Sabah akşam toplantı yapan şirket yetmiyormuş gibi yeni çıkacak gruplara yabancı dil pratiği yaptırdığı bile oluyordu. Bazı programlarda kamerada gözükmese bile arka taraftan çalışanlara çeviri yapıyor işlerini kolaylaştırıyordu. Ama gel gelelim bu kadar çok çalışmasına rağmen maaşına zam yapılmıyordu ve benim yeni iş bakma konum hiç iyi gitmiyordu. Böylece Arya'nın onay vermese de kötü bakmadığı yeni ev mevzusu kenarda öylece kalıyordu.

Tabağımdakileri bitirip etrafı toparladım. Mutfağı toplamak yeterli gelmediği için tüm evi temizleme kararı almıştım. Kocaman evi temizlemek tüm günümü doldurmama yeterdi de artardı. Gerekli malzemeleri salona taşıyıp yerdeki eşyaları koltukların üzerine koydum. Önce toz aldım. Arya'nın bayılarak aldığı vazoya ayrıca dikkat ederek temizlendim. Çok seviyordu çünkü üzerinde Çin çizimlerine benzer deniz kızı ve nehir işlenmişti. Kabul etmeliyim ki mükemmel gözüküyordu. Zamanında baya bir para dökmüştü bunun için.

Toz alma işim bitince etrafı süpürüp sildim. Yeterli gelmediği için koltukların yerini değiştirdim. İkili koltuğu bahçeyi gören geniş pencerenin önüne itip tekli koltuğu yanına iliştirdim. Üçlü koltuğu ise evin önünü gören camın oraya ittim. Ortaya koyduğumuz masayı yeniden aynı yerine yerleştirip derin bir nefes verdim. Ellerimi belime koyup esnedim. Eşyalar ağır olduğundan iterken belim ağrımıştı.

Çalan telefonumu hoparlöre aldım. "Alo."

"Selam güzelim. Ne yapıyorsun?" telefonu cebime sokup süpürgeyi merdivenlerden çıkarttım. "Evi topluyorum gamzeli hanım, sen n'apıyorsun?"

"Butikteyim. Az önce bir toplantıdan çıktım ve... Biraz kafam karışık. Arya'ya da ulaşamadım zaten." odama girip süpürgeyi yere bıraktım. "Eğer yardım edebileceğim bir şeyse..?"

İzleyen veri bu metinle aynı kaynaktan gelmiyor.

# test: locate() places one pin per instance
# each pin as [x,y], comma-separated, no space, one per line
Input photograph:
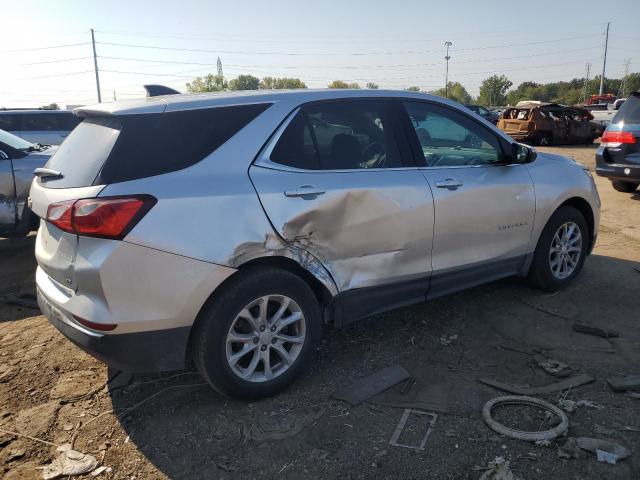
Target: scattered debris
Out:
[68,463]
[553,366]
[403,421]
[600,430]
[448,340]
[572,405]
[99,470]
[367,387]
[569,449]
[611,452]
[378,457]
[571,382]
[593,330]
[622,384]
[498,469]
[521,434]
[282,426]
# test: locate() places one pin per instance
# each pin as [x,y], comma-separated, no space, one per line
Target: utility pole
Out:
[623,87]
[446,73]
[95,65]
[585,88]
[604,62]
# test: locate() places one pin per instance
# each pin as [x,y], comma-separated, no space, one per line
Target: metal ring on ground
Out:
[521,434]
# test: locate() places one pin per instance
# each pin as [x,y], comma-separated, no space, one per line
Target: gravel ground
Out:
[52,391]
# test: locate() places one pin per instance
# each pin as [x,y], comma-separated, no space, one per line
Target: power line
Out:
[245,52]
[45,48]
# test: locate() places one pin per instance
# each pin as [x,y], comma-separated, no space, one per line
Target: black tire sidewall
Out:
[541,270]
[216,319]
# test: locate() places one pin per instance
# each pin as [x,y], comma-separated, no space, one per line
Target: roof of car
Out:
[216,99]
[36,111]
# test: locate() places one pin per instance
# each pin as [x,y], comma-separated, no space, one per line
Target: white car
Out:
[45,127]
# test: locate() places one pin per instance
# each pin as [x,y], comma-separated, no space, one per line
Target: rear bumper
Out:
[628,173]
[153,351]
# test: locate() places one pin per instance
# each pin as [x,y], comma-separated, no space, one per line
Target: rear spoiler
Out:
[157,90]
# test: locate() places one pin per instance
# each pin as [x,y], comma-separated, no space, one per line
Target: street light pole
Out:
[446,74]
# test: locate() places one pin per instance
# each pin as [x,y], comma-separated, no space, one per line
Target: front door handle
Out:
[304,191]
[449,183]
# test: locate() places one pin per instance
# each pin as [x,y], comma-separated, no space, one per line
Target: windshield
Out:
[15,142]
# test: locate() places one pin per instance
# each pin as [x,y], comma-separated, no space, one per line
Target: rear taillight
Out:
[615,139]
[107,217]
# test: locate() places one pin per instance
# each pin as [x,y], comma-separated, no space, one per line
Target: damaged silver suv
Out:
[224,230]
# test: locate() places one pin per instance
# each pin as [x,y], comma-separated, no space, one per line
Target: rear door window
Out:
[629,111]
[104,150]
[341,136]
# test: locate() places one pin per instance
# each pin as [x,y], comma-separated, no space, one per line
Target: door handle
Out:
[304,191]
[449,183]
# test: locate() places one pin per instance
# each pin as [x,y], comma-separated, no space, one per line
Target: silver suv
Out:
[226,229]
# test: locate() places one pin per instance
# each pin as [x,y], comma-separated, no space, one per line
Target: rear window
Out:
[629,111]
[104,150]
[10,122]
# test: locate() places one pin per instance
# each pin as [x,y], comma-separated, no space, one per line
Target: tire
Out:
[545,272]
[214,350]
[625,187]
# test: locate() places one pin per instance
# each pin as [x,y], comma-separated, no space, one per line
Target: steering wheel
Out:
[374,149]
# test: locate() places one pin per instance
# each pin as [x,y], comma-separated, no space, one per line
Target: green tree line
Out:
[495,90]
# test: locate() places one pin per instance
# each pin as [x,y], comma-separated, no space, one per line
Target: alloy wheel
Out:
[566,249]
[265,338]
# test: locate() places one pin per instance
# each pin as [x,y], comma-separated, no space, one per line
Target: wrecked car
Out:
[224,230]
[18,160]
[543,123]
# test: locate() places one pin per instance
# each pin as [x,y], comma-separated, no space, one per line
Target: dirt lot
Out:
[51,390]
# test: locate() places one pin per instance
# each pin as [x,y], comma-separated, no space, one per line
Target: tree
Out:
[209,83]
[342,84]
[244,82]
[455,91]
[271,83]
[493,90]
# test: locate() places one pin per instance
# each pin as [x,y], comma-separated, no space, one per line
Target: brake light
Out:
[615,139]
[60,215]
[106,217]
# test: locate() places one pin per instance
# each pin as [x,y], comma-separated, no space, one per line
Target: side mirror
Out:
[522,153]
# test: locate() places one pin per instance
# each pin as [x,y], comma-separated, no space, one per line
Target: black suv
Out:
[618,157]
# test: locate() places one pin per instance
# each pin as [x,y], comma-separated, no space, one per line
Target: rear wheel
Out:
[258,334]
[622,186]
[561,250]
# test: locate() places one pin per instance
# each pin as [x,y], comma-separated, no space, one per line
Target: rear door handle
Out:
[449,183]
[304,191]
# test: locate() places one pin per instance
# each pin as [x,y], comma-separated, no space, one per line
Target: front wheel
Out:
[561,250]
[258,334]
[625,187]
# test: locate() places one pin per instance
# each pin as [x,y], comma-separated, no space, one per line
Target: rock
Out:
[36,421]
[73,385]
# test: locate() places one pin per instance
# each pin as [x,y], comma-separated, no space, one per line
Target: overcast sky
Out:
[395,44]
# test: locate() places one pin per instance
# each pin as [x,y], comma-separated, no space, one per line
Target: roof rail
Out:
[157,90]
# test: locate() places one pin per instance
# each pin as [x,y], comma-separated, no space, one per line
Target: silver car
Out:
[225,230]
[18,160]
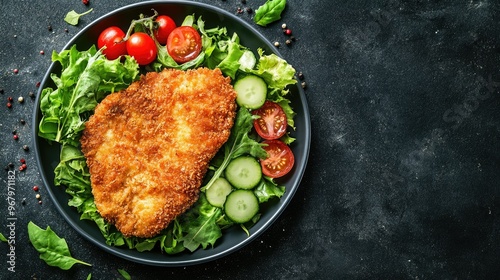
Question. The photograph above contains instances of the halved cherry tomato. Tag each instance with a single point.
(280, 159)
(165, 26)
(112, 38)
(142, 47)
(184, 44)
(272, 123)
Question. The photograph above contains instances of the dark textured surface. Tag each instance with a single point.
(404, 171)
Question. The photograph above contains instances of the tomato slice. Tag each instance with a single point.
(142, 47)
(165, 26)
(272, 123)
(112, 38)
(280, 159)
(184, 44)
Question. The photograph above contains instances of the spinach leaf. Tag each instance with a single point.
(269, 12)
(53, 249)
(124, 274)
(72, 17)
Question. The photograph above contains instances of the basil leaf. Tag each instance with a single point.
(53, 249)
(72, 17)
(269, 12)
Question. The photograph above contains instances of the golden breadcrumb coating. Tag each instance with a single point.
(148, 147)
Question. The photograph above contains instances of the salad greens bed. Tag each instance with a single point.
(87, 77)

"Öncelikle dördüncü butiğimi açmam için bir teklif geldi."

"Bu harika bir haber!" derin bir nefes verdi. Pekala anlaşılan onu rahatsız eden bir durum vardı. "Peki sorun ne?"

"Butiği Kore'de açmamız için teklif gelmesi." kaşlarımı çattım. "Yani Eylül? Kore'de modaya çok önem veriliyor biliyorsun ve tasarımlarınız harika. New York'ta bile butiğin varken niye Kore'de olmasın?"

"Sorun oradaki butiğin başında benim durmamı istiyor oluşları. Devamlı olarak hemde." yatağıma oturup bağdaş kurdum. "Hâlâ bir sorun göremiyorum Eylül."

"Oraya gelmek istemiyorum Afra! Seul'de yaşamak istemiyorum."

"Tamam, o halde neden Deniz'e sormuyorsun? Ya da Aylin'e?"

"Deniz pek sıcak bakmıyor, Aylin'in de dili yok. Öğrenmesi de kısa zamanda olacak iş değil, n'apacağız bilmiyorum."

"İlla patronlardan biri kalmak zorunda değilse Seul'den sizinle çalışabilecek bir yönetici bulursunuz?" sesini çıkartmadı. "Düşünmedim değil. Sadece Deniz'e sormalı ve ortaklarımızdan onay almam gerekiyor. Biraz gerginim."